State Legislation in 2018 to Improve Maternal and Child Health Outcomes

April 26, 2018|10:23 a.m.| ASTHO Staff

Birth outcomes in the United States for both mothers and infants lag behind the rest of the industrial world, with significant disparities in outcomes across ethnic, racial, and socio-economic groups. Public health policies may offer key tools to improve the health and health outcomes for mothers and infants. Recently, lawmakers in Florida, Indiana, and Georgia advanced legislation to improve health outcomes for women, infants, and families, including supporting maternal mental health resources and services and strengthening perinatal regionalization efforts. 

Improving Maternal Mental Health

CDC estimates that one in nine women experiences symptoms of maternal depression. Evidence shows individuals in lower socio-economic groups experience these symptoms at even higher rates. Furthermore, women are less likely to receive treatment. About 40 percent of women with postpartum depressive syndrome are clinically diagnosed, and of that, only 50 percent receive treatment. In addition, racial, ethnic, and socio-economic disparities persist in the diagnosis and treatment of maternal depression symptoms. This is a concern, as both antenatal and postpartum depression have been linked to long-term negative health outcomes for women and infants.

Appropriate screening for depression is one approach to identify and address maternal depression. The U.S. Preventative Services Task Force recommends screening women for depression during and after pregnancy, concluding that such screenings “may reduce depressive symptoms in women with depression and reduce the prevalence of depression in a given population.” In addition, the American Academy of Pediatrics encourages pediatricians to integrate maternal depression screenings into well baby visits, and states may be able to finance some of these activities with Medicaid funds. On March 23, Florida Gov. Rick Scott signed a law to improve screening and support services for perinatal mental health in the state. The new Florida Families First Act requires the Florida Department of Health to establish and operate a toll-free perinatal mental health hotline to provide “basic information on postpartum depression by January 1, 2019.” The law also requires birth centers to incorporate mental health screening as part of postpartum and follow-up care.

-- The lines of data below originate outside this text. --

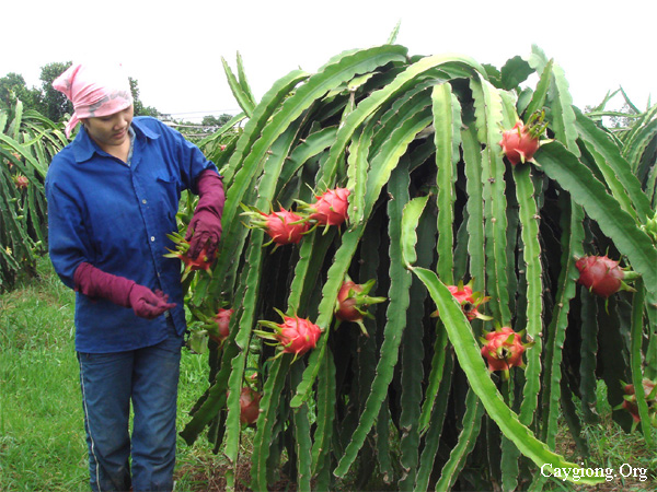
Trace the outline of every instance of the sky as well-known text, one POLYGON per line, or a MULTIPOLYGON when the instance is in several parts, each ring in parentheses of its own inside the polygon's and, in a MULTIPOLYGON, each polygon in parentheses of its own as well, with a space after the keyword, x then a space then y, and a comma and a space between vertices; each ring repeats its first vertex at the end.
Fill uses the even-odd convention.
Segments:
POLYGON ((410 55, 457 52, 500 68, 537 45, 580 108, 619 86, 641 109, 657 101, 655 0, 11 0, 2 17, 0 77, 41 86, 50 62, 118 61, 145 105, 192 121, 240 112, 222 58, 237 72, 240 52, 260 99, 291 70, 313 73, 342 51, 385 43, 397 23, 410 55))

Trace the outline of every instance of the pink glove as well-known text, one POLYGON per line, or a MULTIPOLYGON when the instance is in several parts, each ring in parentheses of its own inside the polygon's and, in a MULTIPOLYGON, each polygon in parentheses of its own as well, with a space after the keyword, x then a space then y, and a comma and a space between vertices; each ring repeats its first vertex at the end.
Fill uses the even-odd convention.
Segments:
POLYGON ((185 235, 185 239, 189 241, 187 255, 196 258, 207 244, 207 256, 212 261, 221 238, 221 215, 226 201, 223 181, 216 171, 206 169, 198 176, 196 187, 200 198, 185 235))
POLYGON ((153 319, 176 306, 169 303, 169 295, 126 279, 106 273, 93 265, 82 262, 73 274, 76 290, 92 298, 106 298, 114 304, 131 307, 141 318, 153 319))

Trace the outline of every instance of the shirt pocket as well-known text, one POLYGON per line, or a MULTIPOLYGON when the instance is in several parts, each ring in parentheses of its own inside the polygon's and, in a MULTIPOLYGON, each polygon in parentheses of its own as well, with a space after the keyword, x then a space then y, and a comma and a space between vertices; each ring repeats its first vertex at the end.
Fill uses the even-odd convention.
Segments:
POLYGON ((175 225, 175 214, 178 210, 181 200, 181 186, 178 180, 170 175, 161 175, 155 177, 158 184, 158 203, 161 206, 161 212, 170 224, 175 225))

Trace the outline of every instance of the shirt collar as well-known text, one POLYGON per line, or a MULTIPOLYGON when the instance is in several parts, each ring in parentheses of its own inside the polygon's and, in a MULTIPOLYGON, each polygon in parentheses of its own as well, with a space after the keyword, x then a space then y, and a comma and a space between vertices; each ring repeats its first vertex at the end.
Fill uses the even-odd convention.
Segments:
MULTIPOLYGON (((160 133, 147 128, 146 125, 139 120, 139 118, 132 119, 131 127, 135 130, 137 138, 153 140, 160 137, 160 133)), ((84 126, 81 126, 80 131, 71 143, 71 147, 73 149, 76 162, 78 163, 89 161, 93 156, 94 152, 97 153, 101 151, 99 145, 91 139, 91 137, 89 137, 84 126)))

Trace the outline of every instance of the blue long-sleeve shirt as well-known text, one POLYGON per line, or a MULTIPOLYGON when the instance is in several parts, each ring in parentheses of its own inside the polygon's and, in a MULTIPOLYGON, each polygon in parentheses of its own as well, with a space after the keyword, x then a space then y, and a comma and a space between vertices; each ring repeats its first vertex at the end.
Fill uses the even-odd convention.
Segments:
POLYGON ((46 177, 48 245, 55 271, 74 288, 82 261, 151 290, 177 306, 155 319, 106 300, 76 295, 76 350, 107 353, 148 347, 166 338, 171 316, 185 329, 181 261, 165 258, 177 231, 181 191, 196 192, 198 175, 217 169, 181 133, 150 117, 136 117, 129 165, 102 151, 81 128, 53 160, 46 177))

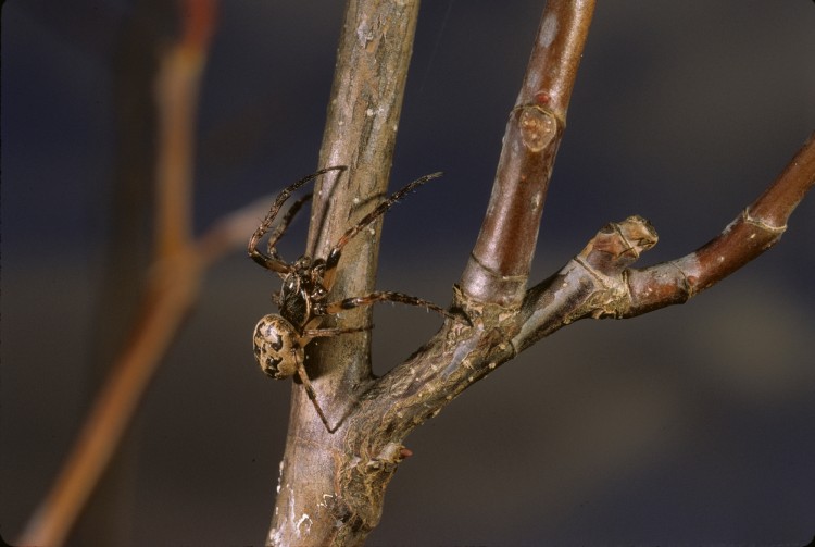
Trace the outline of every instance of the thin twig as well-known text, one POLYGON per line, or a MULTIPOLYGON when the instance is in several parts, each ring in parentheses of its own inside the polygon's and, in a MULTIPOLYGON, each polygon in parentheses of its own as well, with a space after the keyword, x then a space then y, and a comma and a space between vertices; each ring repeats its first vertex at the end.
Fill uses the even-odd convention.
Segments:
POLYGON ((481 232, 459 284, 471 299, 512 308, 524 297, 593 11, 593 0, 547 2, 481 232))
POLYGON ((161 357, 196 300, 204 262, 191 226, 192 135, 214 0, 187 0, 180 40, 156 76, 160 133, 156 250, 141 319, 113 365, 51 490, 23 532, 25 545, 61 545, 108 467, 161 357))

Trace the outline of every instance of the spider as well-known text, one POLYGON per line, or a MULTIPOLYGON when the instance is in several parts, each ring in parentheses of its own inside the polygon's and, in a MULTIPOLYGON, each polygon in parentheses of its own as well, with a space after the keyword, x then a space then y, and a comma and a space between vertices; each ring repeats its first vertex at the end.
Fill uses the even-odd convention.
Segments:
POLYGON ((319 414, 326 430, 334 433, 323 412, 317 394, 312 387, 309 375, 305 372, 304 347, 314 338, 338 336, 341 334, 365 331, 369 327, 321 327, 319 324, 327 315, 337 314, 342 310, 349 310, 360 306, 371 306, 375 302, 400 302, 410 306, 421 306, 432 310, 444 316, 460 319, 432 302, 404 295, 402 293, 375 291, 365 296, 346 298, 343 300, 328 301, 328 293, 334 285, 337 274, 337 264, 342 256, 342 248, 361 231, 367 227, 376 219, 383 215, 397 201, 410 194, 418 186, 436 178, 441 173, 434 173, 412 182, 401 190, 392 194, 388 199, 379 203, 373 211, 362 217, 354 226, 350 227, 342 237, 331 247, 326 258, 312 259, 309 256, 300 257, 296 262, 289 263, 283 260, 275 245, 283 237, 289 224, 300 208, 312 198, 308 194, 297 200, 286 212, 277 227, 272 231, 272 223, 284 202, 293 191, 305 183, 313 181, 329 171, 342 172, 344 165, 326 167, 316 173, 301 178, 291 186, 285 188, 275 199, 272 208, 266 214, 258 229, 249 239, 249 257, 256 263, 275 272, 283 279, 283 288, 279 294, 272 295, 272 301, 277 304, 279 315, 264 315, 254 327, 253 343, 254 357, 266 375, 275 380, 285 380, 298 375, 314 409, 319 414), (271 232, 267 250, 264 253, 258 249, 261 239, 271 232))

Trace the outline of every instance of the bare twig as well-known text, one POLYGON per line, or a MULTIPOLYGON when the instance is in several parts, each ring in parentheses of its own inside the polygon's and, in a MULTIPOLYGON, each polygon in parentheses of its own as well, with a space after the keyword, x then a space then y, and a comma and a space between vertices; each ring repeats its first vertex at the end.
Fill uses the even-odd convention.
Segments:
MULTIPOLYGON (((417 14, 418 0, 349 0, 346 5, 319 165, 349 169, 342 176, 318 182, 309 233, 312 256, 325 257, 385 195, 417 14)), ((379 225, 377 221, 344 248, 333 299, 374 288, 379 225)), ((363 308, 343 312, 340 326, 369 325, 369 313, 363 308)), ((369 349, 369 331, 326 338, 306 348, 309 376, 321 407, 335 423, 342 421, 359 391, 372 381, 369 349)), ((347 525, 343 521, 352 519, 356 508, 343 508, 352 500, 334 496, 338 465, 346 460, 339 456, 344 451, 342 435, 326 433, 300 387, 294 385, 292 391, 280 489, 267 543, 359 543, 371 530, 368 523, 347 525), (304 514, 309 515, 305 521, 304 514)))
POLYGON ((199 80, 214 25, 215 2, 184 3, 183 37, 156 78, 160 146, 156 251, 141 319, 112 368, 76 445, 23 532, 25 545, 61 545, 112 458, 160 358, 198 294, 202 266, 192 241, 191 149, 199 80))
POLYGON ((514 307, 526 290, 593 0, 550 1, 504 134, 492 196, 460 287, 480 302, 514 307))
POLYGON ((813 184, 815 134, 716 238, 690 254, 642 270, 628 266, 656 245, 654 228, 639 216, 610 224, 563 270, 529 289, 515 350, 579 319, 632 318, 688 301, 775 245, 813 184))
MULTIPOLYGON (((326 434, 303 390, 296 386, 299 402, 292 409, 268 545, 361 544, 378 523, 396 469, 411 455, 402 443, 413 428, 517 352, 576 320, 629 316, 638 306, 638 312, 649 311, 650 304, 641 303, 647 300, 630 300, 638 290, 634 285, 638 274, 629 266, 657 240, 655 229, 639 216, 610 224, 561 272, 526 290, 546 189, 592 9, 593 2, 588 1, 547 3, 507 124, 481 233, 454 291, 453 308, 463 311, 471 323, 446 321, 406 362, 375 381, 362 374, 368 371, 366 364, 354 369, 344 363, 346 359, 367 360, 366 337, 337 340, 344 351, 340 360, 330 359, 327 351, 313 356, 318 358, 314 369, 335 378, 333 383, 324 381, 322 393, 330 394, 333 411, 341 412, 343 422, 335 434, 326 434), (349 385, 356 389, 343 394, 349 385)), ((354 20, 358 26, 353 26, 349 16, 344 33, 353 29, 358 36, 364 35, 359 30, 361 21, 364 17, 354 20)), ((343 41, 340 55, 351 54, 344 52, 346 46, 343 41)), ((338 74, 336 80, 344 82, 344 77, 338 74)), ((739 232, 734 224, 723 234, 730 243, 719 262, 730 265, 706 270, 711 279, 742 265, 777 239, 789 212, 812 185, 811 154, 808 145, 779 179, 780 186, 749 209, 744 222, 755 229, 739 232), (783 182, 789 178, 797 182, 790 186, 783 182)), ((330 156, 324 156, 323 161, 336 163, 330 156)), ((346 199, 349 195, 347 191, 346 199)), ((321 214, 312 219, 313 231, 324 222, 321 214)), ((337 231, 321 232, 319 241, 325 246, 337 235, 337 231)), ((700 254, 711 251, 703 248, 700 254)), ((648 281, 653 282, 654 276, 661 281, 660 275, 648 281)), ((640 293, 649 296, 654 287, 643 284, 640 293)), ((670 298, 662 304, 674 303, 670 298)))

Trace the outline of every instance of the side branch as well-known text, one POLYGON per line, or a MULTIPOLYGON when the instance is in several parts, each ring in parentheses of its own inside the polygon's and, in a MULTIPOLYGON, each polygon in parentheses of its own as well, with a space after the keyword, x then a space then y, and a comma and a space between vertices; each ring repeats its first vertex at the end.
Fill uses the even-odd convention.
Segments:
POLYGON ((628 266, 656 244, 653 227, 639 216, 610 224, 557 274, 527 291, 515 350, 579 319, 632 318, 686 302, 775 245, 813 184, 815 134, 718 237, 680 259, 645 269, 628 266))
POLYGON ((516 307, 526 289, 593 0, 551 0, 504 134, 489 208, 461 278, 479 302, 516 307))

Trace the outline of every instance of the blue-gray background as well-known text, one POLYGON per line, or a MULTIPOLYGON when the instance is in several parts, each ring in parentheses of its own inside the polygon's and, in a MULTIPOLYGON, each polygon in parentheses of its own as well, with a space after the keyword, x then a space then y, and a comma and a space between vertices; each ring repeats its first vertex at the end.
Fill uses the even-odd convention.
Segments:
MULTIPOLYGON (((199 229, 315 170, 341 2, 224 2, 196 161, 199 229)), ((543 2, 422 8, 378 287, 447 302, 489 197, 543 2)), ((18 533, 89 408, 127 2, 2 12, 0 532, 18 533)), ((643 263, 719 232, 815 127, 815 5, 600 2, 535 278, 604 223, 647 216, 643 263)), ((292 229, 288 256, 302 249, 292 229)), ((781 243, 684 307, 581 322, 411 437, 372 545, 803 544, 815 534, 815 199, 781 243)), ((236 251, 153 382, 106 505, 111 545, 260 545, 289 385, 249 333, 269 276, 236 251)), ((434 332, 376 311, 381 373, 434 332)), ((101 511, 100 514, 105 514, 101 511)), ((85 533, 98 523, 84 523, 85 533)), ((78 539, 77 539, 78 542, 78 539)))

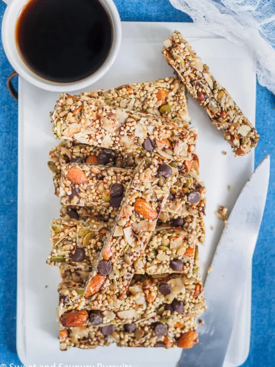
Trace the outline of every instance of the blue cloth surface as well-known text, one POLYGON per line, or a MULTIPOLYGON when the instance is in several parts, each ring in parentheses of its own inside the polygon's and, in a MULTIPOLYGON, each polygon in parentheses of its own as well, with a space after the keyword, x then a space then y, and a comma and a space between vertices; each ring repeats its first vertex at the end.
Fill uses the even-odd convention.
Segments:
MULTIPOLYGON (((115 0, 115 3, 124 21, 190 21, 168 0, 115 0)), ((1 20, 6 7, 0 0, 1 20)), ((0 364, 8 365, 21 364, 16 345, 18 104, 6 85, 12 71, 1 42, 0 364)), ((243 365, 246 367, 275 365, 274 107, 275 96, 258 84, 256 124, 261 139, 256 149, 256 164, 267 153, 271 154, 271 164, 268 196, 253 259, 251 349, 243 365)))

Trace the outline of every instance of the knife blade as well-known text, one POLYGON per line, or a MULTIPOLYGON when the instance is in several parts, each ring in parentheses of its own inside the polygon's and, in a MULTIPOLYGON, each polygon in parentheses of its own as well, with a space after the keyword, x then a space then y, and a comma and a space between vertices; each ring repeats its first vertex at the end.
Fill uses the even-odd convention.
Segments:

Strengthening Perinatal Healthcare Systems

Perinatal regionalization is a strategy to improve maternal and perinatal outcomes by establishing systems that designate where infants are born or transferred according to the level of care they need at birth. Low-birthweight and premature infants are more likely to survive when they are born at risk-appropriate facilities that have the staffing and technology to provide evidence-based care. On March 8, Indiana Gov. Eric Holcomb signed a law to establish a perinatal certification program. The law requires the Indiana State Department of Health (ISDH) to “establish a program to certify perinatal levels of care designations for every hospital and birthing center.” While the law is clear that the certification process is not part of licensure, ISDH is granted the authority to change the level of care designation if the department “determines that the hospital or birthing center failed to meet the standards necessary for the designated perinatal level of care.” The department may also investigate complaints against facilities concerning the certification program. This law builds on the work of the Indiana Perinatal Quality Improvement Collaborative to improve health outcomes for women and infants.

In Georgia, the House and Senate passed legislation to establish a voluntary perinatal regionalization system. Under the bill, the Georgia Department of Public Health is required to establish an application process and criteria for levels for both maternal and neonatal care. Maternal level of care designations are an emerging area of focus that incorporate levels of care for maternal health distinct from, but complementary to, neonatal ones. Under the system, hospitals, clinics, and birthing centers in Georgia can “request approval as a designated facility which has achieved a particular maternal or neonatal level of care.” Health facilities must demonstrate they meet the applicable criteria for the level of care they are seeking, and the department of health has authority to suspend or revoke designations if facilities fail to meet criteria. As in Indiana, this legislation builds on collaborative partnerships already underway.

Ensuring that women and infants have access to diagnosis and care is critical to improving the lives and wellbeing of individuals, communities, and families. As described above, state and territorial health agencies often play an important role in providing services and resources aimed at improving maternal and child health outcomes. ASTHO will continue to highlight and inform its members about new and continuing ways state public health works to improve maternal and child health.